One autumn evening in 1992, Sid Bream of the Atlanta Braves – a former Pittsburgh Pirate – slid across home plate and scored the winning run in game seven of the National League Championship Series that took his team past the Pittsburgh Pirates into the World Series. While Braves fans erupted in cheers, Pirates fans stood in stunned silence only able to think, “Maybe next year.”
Fast Forward 20 years, add a new stadium, new players, and a new generation, and the coaches, team, and fans will have the same look of disappointment on their faces following the worst collapse in MLB history by a first-place team. The Pirates once again failed to finish above .500.
Two decades removed from their last winning season, one may doubt the ability of the small-market Pirates to bounce back and finally be able to overcome the stench of losing that they has haunted them for the last generation.

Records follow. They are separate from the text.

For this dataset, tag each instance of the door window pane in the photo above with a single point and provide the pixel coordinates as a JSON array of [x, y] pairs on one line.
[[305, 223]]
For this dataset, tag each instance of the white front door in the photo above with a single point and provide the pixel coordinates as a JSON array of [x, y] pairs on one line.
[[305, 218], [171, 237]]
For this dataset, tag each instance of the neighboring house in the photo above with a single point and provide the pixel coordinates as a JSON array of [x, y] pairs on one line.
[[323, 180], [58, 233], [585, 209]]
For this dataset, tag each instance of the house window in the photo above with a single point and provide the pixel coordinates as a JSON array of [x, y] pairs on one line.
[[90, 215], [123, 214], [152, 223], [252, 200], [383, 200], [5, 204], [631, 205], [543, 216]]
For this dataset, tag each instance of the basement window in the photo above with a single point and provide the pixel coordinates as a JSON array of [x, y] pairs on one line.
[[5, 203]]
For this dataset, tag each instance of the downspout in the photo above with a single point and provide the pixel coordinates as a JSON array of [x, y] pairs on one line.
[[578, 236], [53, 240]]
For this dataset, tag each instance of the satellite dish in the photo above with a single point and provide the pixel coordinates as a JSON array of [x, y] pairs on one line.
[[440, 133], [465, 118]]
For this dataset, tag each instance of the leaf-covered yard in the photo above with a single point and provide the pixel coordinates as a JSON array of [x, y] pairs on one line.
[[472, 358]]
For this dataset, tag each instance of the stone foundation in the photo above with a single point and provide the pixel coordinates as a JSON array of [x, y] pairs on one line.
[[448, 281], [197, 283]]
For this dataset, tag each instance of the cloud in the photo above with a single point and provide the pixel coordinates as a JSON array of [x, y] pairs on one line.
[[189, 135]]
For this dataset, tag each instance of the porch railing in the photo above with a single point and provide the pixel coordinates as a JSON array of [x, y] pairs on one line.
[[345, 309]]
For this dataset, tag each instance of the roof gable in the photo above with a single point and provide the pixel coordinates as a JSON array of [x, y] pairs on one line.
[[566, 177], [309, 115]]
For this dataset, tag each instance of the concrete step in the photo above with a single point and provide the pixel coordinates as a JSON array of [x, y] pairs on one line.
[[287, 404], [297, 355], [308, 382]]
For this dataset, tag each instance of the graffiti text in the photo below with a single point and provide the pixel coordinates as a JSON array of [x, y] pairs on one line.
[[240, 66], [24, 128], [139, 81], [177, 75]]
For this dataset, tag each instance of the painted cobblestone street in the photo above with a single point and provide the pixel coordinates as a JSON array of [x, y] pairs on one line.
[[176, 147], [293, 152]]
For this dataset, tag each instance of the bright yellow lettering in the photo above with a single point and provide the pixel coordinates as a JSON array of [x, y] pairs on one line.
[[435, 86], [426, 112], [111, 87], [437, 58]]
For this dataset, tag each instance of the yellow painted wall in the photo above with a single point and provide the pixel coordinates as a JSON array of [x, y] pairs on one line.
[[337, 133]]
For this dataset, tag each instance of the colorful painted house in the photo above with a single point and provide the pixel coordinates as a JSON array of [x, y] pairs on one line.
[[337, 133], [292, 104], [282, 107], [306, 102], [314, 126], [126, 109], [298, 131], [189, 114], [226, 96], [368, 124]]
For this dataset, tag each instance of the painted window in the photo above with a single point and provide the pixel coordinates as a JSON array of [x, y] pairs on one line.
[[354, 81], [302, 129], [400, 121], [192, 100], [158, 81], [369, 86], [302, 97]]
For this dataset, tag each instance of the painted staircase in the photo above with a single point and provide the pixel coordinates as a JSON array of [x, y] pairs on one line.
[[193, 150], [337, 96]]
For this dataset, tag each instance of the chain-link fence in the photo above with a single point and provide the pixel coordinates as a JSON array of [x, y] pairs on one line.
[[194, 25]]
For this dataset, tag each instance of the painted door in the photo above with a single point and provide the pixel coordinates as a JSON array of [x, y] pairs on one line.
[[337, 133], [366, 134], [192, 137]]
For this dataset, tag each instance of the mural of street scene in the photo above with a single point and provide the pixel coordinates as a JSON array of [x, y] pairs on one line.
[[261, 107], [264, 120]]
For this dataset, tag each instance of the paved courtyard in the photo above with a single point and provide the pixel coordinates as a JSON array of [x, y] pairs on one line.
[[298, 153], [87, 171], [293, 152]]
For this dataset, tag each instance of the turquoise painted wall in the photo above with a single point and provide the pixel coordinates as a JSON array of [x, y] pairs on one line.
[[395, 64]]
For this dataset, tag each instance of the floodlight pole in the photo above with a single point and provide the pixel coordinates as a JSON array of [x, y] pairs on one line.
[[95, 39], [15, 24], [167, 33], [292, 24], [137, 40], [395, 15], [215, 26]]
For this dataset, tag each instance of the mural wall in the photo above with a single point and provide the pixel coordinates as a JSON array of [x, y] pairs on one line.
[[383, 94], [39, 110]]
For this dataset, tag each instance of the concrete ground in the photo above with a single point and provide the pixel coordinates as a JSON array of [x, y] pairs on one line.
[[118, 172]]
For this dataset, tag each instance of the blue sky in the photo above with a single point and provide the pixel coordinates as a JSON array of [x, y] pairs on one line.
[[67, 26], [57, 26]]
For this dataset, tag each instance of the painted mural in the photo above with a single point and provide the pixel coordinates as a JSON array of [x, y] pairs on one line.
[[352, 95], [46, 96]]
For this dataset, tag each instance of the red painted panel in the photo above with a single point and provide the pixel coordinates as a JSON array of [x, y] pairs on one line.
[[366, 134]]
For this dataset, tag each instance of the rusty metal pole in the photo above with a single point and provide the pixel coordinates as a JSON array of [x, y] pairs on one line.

However, the following two seasons proved to be more than fans could have asked for as the Pirates not only finished with a winning record, but they made the playoffs and hosted the National League Wild Card game two years in a row. Pittsburgh’s small-market baseball team beat the Reds, another smaller market team, in 2013, eventually falling to big-market St. Louis in the NLCS. This year, big-market San Francisco won the wild card in front of a stunned sellout PNC crowd.
Now, the team that the Pirates fell to in the playoffs will be fighting for a World Series win in game seven against the Kansas City Royals. Every single Pirates fan should be decked out in blue, or at the very least rooting their hearts out for Kansas City to pull this one off.
Without a salary cap in Major League Baseball, teams like the Yankess and Giants have been able to grab hold of championship after championship. The last small-market team to make it to the big show was the Tampa Bay Rays in 2008. They would fall to, no surprise, big market Philadelphia Phillies.
In the last few seasons, however, Major League Baseball has seen teams such as the Royals and Pirates on the rise because they have found ways to win despite not having a massive payroll. Teams are playing smarter, with more informed bullpen decisions, dramatic defensive shifts, and modern stats like WAR leading lineup changes that equal or better a poorly managed team with high-priced, under-performing stars.
Tonight, baseball fans from around the world have a chance to witness the small market underdog pulling off a World Series win against a team who has been to the World Series every other year in the current decade, literally.
Every Pirates fan should be proud of their fellow small-market team, the Kansas City Royals. They should be excited about how far they have come, and they should be looking forward to the potential beginning of a new era in baseball: An era where the have-nots are able to throw a stone at the Goliath’s of baseball. Symbolically, it only makes sense: The Royals will take on the Giants tonight, hoping to play the part small-market Pittsburgh fans yearn to see their Pirates play in the World Series hopefully very soon.